Zuckerberg’s $1 million donation to Former President Donald Trump post-election is ironic given that Meta’s Zuckerberg banned the former President from his platform.
Trump was also banned on Twitter when the platform was led by Jack Dorsey.
Without getting too political, what does this all mean?
It will result in higher profits in the short-term and remember that labor is the costliest line item.
Zuckerberg is forging his own cut expenses at all costs strategy to appease shareholders.
I have lamented the lack of profit drivers available for big tech and projects like Meta’s VR goggles have been a total failure.

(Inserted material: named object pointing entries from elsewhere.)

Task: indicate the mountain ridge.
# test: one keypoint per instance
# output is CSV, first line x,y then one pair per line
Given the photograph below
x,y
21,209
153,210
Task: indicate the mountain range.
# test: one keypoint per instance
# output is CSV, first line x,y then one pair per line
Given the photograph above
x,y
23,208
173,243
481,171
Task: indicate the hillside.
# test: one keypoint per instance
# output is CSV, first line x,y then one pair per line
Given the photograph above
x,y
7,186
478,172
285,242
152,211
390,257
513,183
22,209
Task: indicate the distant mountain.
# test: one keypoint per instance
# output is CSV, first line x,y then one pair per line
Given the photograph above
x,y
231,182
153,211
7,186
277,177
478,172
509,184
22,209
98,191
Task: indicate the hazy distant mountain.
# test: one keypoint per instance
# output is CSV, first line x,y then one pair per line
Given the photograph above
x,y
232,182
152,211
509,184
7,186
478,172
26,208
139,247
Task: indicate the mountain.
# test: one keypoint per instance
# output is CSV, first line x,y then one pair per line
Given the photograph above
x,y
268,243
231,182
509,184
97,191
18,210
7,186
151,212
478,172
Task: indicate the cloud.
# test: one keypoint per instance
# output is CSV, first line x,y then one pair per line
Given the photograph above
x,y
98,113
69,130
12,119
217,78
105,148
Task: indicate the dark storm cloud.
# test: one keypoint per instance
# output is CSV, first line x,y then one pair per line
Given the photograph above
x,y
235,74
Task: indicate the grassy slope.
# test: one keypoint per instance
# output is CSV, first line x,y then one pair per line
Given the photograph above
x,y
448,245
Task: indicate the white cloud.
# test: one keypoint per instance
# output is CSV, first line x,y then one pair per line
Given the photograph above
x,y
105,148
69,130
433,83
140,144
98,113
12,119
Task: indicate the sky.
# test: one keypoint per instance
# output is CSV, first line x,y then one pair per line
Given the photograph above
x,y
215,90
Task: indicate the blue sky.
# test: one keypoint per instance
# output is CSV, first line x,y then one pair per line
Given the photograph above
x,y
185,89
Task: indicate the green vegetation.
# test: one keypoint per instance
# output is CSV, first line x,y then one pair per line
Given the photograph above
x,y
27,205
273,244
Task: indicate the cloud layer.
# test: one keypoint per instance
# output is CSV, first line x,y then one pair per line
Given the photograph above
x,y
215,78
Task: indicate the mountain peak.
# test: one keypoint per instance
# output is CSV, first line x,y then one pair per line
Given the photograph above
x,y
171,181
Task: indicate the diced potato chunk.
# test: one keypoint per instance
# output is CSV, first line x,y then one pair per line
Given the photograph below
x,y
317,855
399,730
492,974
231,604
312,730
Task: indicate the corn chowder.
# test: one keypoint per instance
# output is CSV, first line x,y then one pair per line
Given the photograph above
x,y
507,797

When I was at the store and tried on the VR goggles myself, my head got dizzy and my eyes started to burn.
It is hard to believe that the product was allowed to go into the public without more quality control or testing.
Zuckerberg will rest his case on ultimate “efficiency” this year and I can easily see over half of Meta’s staff jettisoned in 2025.
It’s not a good time to search for a job in Silicon Valley, because there are more firings than ever before.
It’s also not the greatest time to live in the state of California, and this to me is Zuckerberg’s initial steps to leave the state with his money, influence, company, and technology just like many before him.
He might just keep his enormous Lake Tahoe lake house for a vacation or 2.
Buy dips in Meta stock before earnings and harvest what the state of California has to offer.